What is the effect of setting "--fragment-length" (-l) either too low or too high for Kallisto single-end quantification and how could this affect your conclusions?
I've seen some variations of this question on here, but not a clear explanation for what the fragment length argument (which is required for running Kallisto on single-end data) actually does and how it affects quantification.
Some background/motivation: As others have noted, it is sometimes difficult to determine what this length should be, especially for data that you didn't generate yourself. I'm not sure how I feel about guessing a number for it due to previous experience because I've seen some very different results from quantification resulting from changing fragment length which I'm not sure how to think about. For example, in one experiment where there was ribosomal RNA contamination in an NEB-Next library, using the bioanalyzer-derived fragment size (~300 bp) led to an rRNA contamination content of about 10% of the reads, but setting the fragment length to 1 led to a contamination content of about 30%, more similar to what I got using bowtie mapping of the reads. How is this happening?
The reason I tried -l 1 is because I found a paper using QuantSeq data which used a fragment length of 1 (-l 1 -s 1) on their data, but I can no longer find that reference unfortunately. What is the effect of setting the fragment length to 1 and could this lead to incorrect conclusions?
This may be of interest: How to choose parameters for kallisto single end mode?
Thanks, I've already seen this post (and many others), but it doesn't answer my question. I'm not asking how to choose, I'm asking what does it do. How is fragment length actually used by the software and what is the effect of choosing different fragment lengths to analyze the same data? I will try to find some time to day to do a bit of analysis on this and post it here, but ideally, I'm hoping someone can explain the actual algorithmic use of the fragment length in Kallisto.
In single-end mode, in addition to determining how transcript length should be adjusted to arrive at the effective length, the
--fragment-length
parameter determines which pseudoalignments should be allowed and which should be discarded.The
-l
and-s
parameters define the expected distribution of fragment lengths, with the value passed to-l
being the mean of this distribution. Let μ be the user-provided mean of this distribution.

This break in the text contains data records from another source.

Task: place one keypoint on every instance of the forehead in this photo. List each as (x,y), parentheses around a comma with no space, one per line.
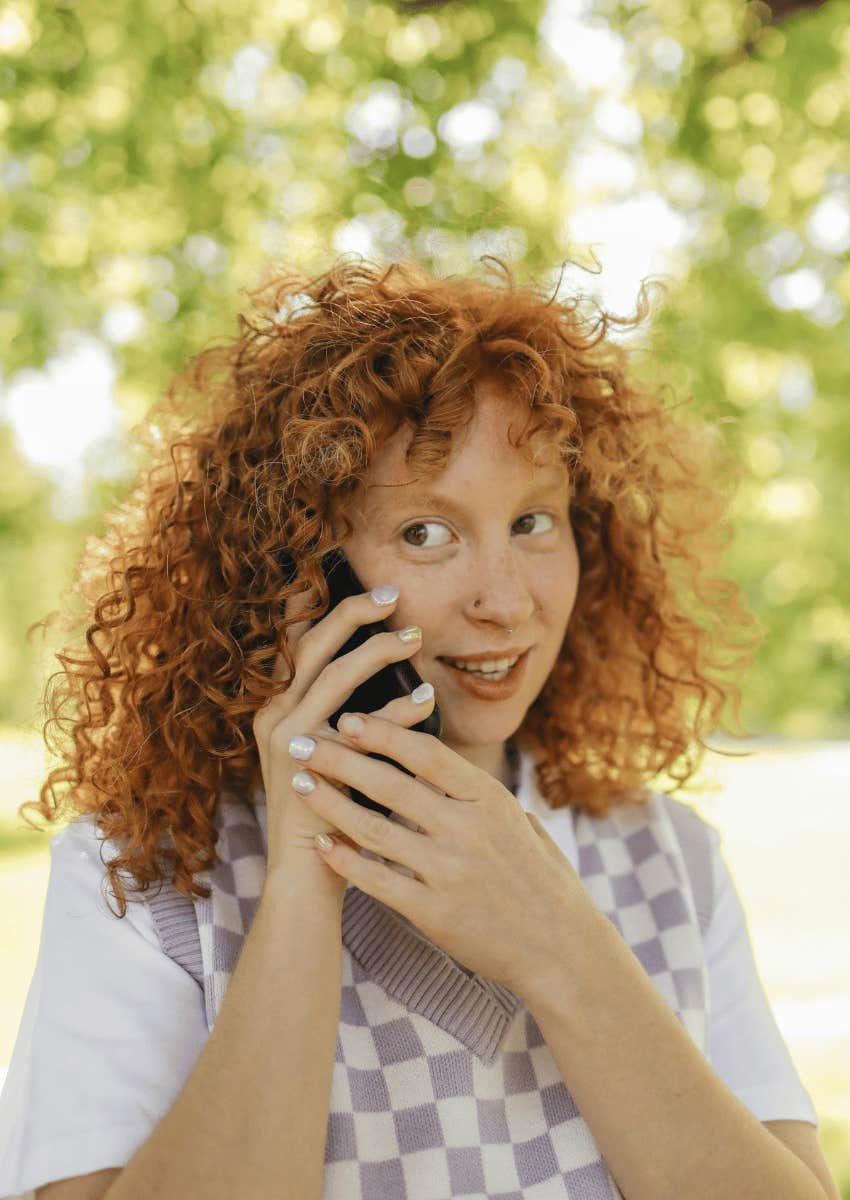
(480,449)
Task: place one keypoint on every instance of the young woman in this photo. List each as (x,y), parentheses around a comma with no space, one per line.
(533,978)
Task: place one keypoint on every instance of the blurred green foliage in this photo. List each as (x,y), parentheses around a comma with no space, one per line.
(157,155)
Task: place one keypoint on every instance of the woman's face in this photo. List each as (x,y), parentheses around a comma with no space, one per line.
(496,529)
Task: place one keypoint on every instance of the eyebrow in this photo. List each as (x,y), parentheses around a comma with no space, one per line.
(450,505)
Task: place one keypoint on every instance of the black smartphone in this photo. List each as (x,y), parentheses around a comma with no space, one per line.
(389,683)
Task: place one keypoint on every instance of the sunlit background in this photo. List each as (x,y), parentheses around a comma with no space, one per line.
(156,157)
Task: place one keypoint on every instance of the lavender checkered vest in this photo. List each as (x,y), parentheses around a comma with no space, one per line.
(443,1086)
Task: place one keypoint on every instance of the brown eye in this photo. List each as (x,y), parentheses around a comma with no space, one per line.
(424,526)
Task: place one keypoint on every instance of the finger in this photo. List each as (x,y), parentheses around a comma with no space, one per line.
(405,711)
(423,755)
(384,881)
(366,828)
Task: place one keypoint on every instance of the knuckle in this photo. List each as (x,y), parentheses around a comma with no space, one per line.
(377,831)
(279,738)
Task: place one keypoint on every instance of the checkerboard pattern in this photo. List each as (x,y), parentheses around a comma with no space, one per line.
(443,1086)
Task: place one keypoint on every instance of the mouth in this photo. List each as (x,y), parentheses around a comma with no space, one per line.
(492,670)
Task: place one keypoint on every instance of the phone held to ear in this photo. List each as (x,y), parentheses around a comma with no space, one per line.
(389,683)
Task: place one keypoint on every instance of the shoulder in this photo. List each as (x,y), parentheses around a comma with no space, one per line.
(79,885)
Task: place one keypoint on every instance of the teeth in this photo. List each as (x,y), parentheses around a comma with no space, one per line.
(492,665)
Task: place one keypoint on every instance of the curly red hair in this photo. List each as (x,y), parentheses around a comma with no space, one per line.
(252,457)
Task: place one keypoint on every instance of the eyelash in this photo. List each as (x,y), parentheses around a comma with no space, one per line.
(417,525)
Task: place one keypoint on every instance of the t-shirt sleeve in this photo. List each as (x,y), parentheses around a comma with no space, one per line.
(112,1029)
(746,1047)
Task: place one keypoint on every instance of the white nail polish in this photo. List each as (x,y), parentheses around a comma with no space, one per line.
(384,594)
(301,747)
(304,783)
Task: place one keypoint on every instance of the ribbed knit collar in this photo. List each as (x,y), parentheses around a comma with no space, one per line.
(420,976)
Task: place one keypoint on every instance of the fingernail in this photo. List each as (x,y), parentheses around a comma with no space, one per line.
(301,747)
(304,783)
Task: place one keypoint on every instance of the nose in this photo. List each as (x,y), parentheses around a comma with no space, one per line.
(500,592)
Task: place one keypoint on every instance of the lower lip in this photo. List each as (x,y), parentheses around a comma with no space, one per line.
(489,689)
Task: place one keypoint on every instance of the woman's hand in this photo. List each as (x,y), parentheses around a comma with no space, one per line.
(489,882)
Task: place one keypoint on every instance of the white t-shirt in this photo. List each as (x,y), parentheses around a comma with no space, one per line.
(112,1026)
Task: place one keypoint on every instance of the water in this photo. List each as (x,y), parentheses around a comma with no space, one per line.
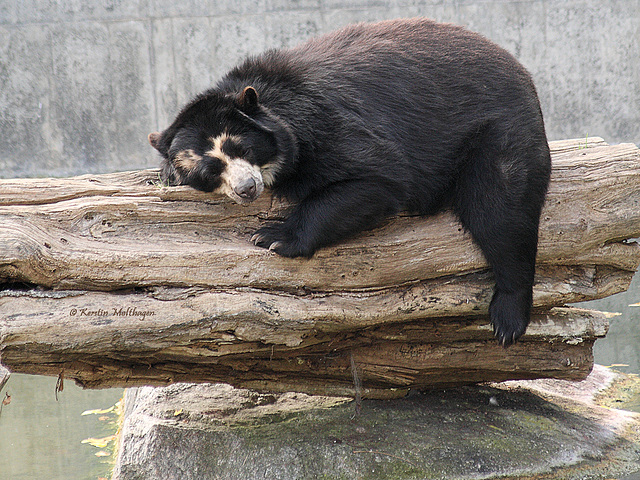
(40,438)
(621,347)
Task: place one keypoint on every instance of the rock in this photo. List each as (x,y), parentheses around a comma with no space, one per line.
(4,376)
(520,429)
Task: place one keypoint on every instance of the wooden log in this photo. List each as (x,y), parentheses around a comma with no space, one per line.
(143,284)
(108,232)
(133,341)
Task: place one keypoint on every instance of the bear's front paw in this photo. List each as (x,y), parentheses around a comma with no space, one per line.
(278,238)
(509,313)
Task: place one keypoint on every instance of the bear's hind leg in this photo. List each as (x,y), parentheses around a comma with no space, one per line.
(499,196)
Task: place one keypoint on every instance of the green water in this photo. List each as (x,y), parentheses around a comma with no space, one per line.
(41,438)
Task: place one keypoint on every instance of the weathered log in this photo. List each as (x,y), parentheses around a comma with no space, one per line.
(166,286)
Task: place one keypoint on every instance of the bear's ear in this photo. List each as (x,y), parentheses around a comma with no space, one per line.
(154,140)
(248,100)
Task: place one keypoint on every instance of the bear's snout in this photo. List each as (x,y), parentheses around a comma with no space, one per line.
(246,189)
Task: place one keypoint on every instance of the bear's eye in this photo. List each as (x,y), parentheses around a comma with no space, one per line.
(233,149)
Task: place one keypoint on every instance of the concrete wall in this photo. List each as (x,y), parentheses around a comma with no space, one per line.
(82,82)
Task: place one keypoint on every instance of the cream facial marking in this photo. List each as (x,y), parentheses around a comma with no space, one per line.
(240,180)
(269,172)
(187,160)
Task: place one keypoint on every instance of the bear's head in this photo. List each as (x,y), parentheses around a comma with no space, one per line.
(225,143)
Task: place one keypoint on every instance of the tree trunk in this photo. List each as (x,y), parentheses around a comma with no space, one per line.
(143,284)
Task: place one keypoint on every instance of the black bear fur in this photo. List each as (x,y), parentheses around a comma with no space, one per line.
(360,124)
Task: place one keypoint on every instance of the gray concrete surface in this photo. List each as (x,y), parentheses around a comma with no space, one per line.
(549,429)
(82,82)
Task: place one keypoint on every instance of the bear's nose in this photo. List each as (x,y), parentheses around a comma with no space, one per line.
(246,189)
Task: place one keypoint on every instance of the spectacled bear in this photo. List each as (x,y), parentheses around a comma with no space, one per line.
(362,123)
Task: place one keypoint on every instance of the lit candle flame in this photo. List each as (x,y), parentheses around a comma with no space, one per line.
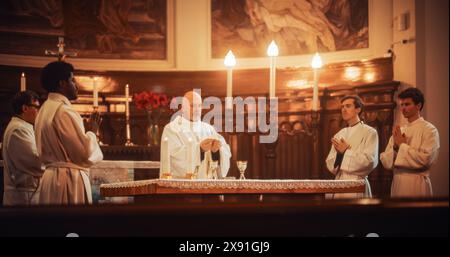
(316,62)
(272,50)
(230,60)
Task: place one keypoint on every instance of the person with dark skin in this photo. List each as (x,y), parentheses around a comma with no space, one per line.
(65,146)
(22,167)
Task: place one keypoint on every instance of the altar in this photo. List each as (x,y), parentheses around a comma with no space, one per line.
(228,189)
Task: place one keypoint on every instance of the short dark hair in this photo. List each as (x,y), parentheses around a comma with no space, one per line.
(23,98)
(357,101)
(415,94)
(55,72)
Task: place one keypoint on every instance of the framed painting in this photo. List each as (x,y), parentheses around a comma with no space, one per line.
(138,30)
(299,27)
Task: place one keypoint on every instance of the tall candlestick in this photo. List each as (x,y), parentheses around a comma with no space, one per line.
(165,156)
(95,92)
(230,62)
(127,107)
(316,64)
(128,133)
(23,85)
(190,159)
(127,116)
(316,91)
(272,52)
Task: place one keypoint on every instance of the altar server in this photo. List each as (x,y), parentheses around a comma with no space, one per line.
(412,149)
(193,144)
(22,168)
(354,150)
(64,146)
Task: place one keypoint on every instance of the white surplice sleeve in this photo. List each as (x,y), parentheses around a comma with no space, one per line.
(225,155)
(23,153)
(424,156)
(387,157)
(361,163)
(81,147)
(331,158)
(177,152)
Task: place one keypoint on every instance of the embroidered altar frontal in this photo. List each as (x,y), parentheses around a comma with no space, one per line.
(184,186)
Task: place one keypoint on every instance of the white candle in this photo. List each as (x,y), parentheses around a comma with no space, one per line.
(165,156)
(316,64)
(230,62)
(23,85)
(128,132)
(190,152)
(127,107)
(272,52)
(95,92)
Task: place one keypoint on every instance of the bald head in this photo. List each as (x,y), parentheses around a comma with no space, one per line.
(192,106)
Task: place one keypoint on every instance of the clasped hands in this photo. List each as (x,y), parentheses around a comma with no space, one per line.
(210,144)
(399,137)
(340,145)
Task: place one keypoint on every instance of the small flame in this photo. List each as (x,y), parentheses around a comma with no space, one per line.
(230,60)
(272,50)
(316,62)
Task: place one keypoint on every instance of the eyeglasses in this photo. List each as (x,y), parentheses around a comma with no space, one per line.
(34,105)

When mapping reads in single-end mode, kallisto will discard alignments where the mapping position of the read is < μ bases from the end of the transcript. In this case, the model says that the probability of choosing a fragment of length < μ is < 1/2, and so this alignment is discarded from consideration. If all pseudoalignments of the read map in a manner like this, the read goes unmapped. This means that the value provided to this parameter affects not only the effective transcript lengths, but the actual pseudoalignments considered during quantification.I think this is right, though I don't quite understand what you mean by the probability of choosing a fragment length µ < is < 1/2 part. I thinking that they must calculate the probability of the read matching the transcript based on both the -l and the -s parameters and some kind of Gaussian derived probability? But you are definitely right that the -l parameter is not only about the effective length, but also about the pseudoalignment! I wasn't sure about this, which is part of why I asked the question. I did some empirical testing now which I'll post.
-l and -s are both required to generate a Gaussian distribution, which kallisto then truncates (e.g. we get rid of everything in the distribution over 1000 bp long) before calculating the mean of the truncated distribution.
You can disable the feature where kallisto discards pseudoalignments based on fragment lengths (it's disabled in "kallisto bus" mode for bustools and it can be disabled in "kallisto quant" via the --single-overhang option).
dsull may be able to address this specific request. That sort of detail may require a dive into code (if you are able to).